Königsehrenabend 2016

Um 19.21 Uhr begrüßte unser erster Vorsitzender Dieter Hartwig kurz alle Anwesenden und eröffnete er das Büfett. Nachdem sich alle Anwesenden gestärkt hatten, begrüßte Dieter unsere große Majestät Dominik I. Wegener mit seiner Gattin Susanne, sowie seinen Adjutanten Christoph Oberbach mit seiner Gattin Sonja, unseren Oberst Joachim Schwedhelm mit seiner Gattin Angelika und alle Anwesenden.
Die Krönungszeremonie begann Dieter mit einem Rückblick auf das Königsjahr von Thilo, anschließend richtete Thilo ein paar Worte an die Anwesenden. Er bedankte sich noch einmal beim Zug für die Unterstützung bei seinem Königsspiel in Neuenhoven-Schlich und wünschte dem neuen Königspaar ein ebenso schönes Jahr wie er selbst hatte. Dann bekam er unter vielen mitleidigen „Ohs“ das Königssilber abgenommen.


Unser zweite Vorsitzender Dominc Weinsheimer übernahm dann die Vorstellung unseres Wiederholungstäters Wolfgang III. Klein und seiner Frau Annelie. Nach einem kurzen Einblick in das Privatleben und seinen diversen Ämtern im Hubertus übernahm André als stellvertretender Zugführer dann die Krönung. Es erfolgt das Umhängen der Königskette, gefolgt vom Anstecken der Königsnadel. Nach dem Treuegelöbnis auf den St. Hubertus und dem Trinkspruch unserer neuen Königin wurde zum Ehrentanz aufgespielt.
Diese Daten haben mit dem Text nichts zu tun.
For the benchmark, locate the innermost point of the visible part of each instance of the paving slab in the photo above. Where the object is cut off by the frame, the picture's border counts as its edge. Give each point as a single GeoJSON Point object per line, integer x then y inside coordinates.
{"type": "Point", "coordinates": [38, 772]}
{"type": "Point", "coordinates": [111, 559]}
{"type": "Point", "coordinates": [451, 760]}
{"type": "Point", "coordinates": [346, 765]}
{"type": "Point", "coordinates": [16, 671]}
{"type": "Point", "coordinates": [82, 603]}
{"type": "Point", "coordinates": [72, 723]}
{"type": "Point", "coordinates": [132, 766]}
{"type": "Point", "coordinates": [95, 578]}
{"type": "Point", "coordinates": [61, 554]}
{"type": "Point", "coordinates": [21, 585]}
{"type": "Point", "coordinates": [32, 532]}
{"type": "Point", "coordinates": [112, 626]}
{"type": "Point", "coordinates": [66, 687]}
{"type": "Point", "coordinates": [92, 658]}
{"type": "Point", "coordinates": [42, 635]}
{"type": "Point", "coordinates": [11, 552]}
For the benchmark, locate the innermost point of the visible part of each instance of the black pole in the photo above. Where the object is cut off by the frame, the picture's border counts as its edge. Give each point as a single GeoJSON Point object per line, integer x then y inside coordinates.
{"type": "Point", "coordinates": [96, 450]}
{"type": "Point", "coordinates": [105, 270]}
Anschließend hielt Oberst Schwedhelm eine kurze Rede und wünschte dem neuen Königspaar ein schönes Regierungsjahr. Zudem bedankte er sich bei unserem Zug, dass wir immer bei besonderen Ereignissen, den Guten wie den Traurigen, die Regimentsfahne begleiten. Die große Majestät schloss sich mit einer kurzen Rede an. Auch er bedankte sich für die Einladung, die Jägerzüge hingen im sehr am Herzen, und er freue sich darauf, dass der Zug wieder eine Fackel baut. Zudem lobte er uns dafür, dass wir die Tradition in junge Hände übergeben haben.
Der von Wolfgang geladene Spielekreis ließ es sich nicht nehmen, extra für Wolfgangs Krönung ein Lied zu komponieren und vorzutragen. Auch Wolfgang richtete ein paar Worte an die Anwesenden. Er begrüßte die große Majestät, den Oberst, seine Töchter, Schwiegersöhne und Enkelkinder. Nach langem, zähen Kampf hat er es endlich wieder geschafft, die Königswürde zu erringen. Er bedankte sich auch im Namen von Annelie für die Ehrung und dankte den  vielen helfenden Hände, die diesen Abend ermöglicht haben. Er sei als König besonders bemüht, für ein schönes Jahr zu sorgen.
Und da wir schon in Feierlaune waren, gab es noch Geburtstagswünsche und eine Blumenstrauß für Lydia Fräßdorf, die am Vortag Geburtstag hatte.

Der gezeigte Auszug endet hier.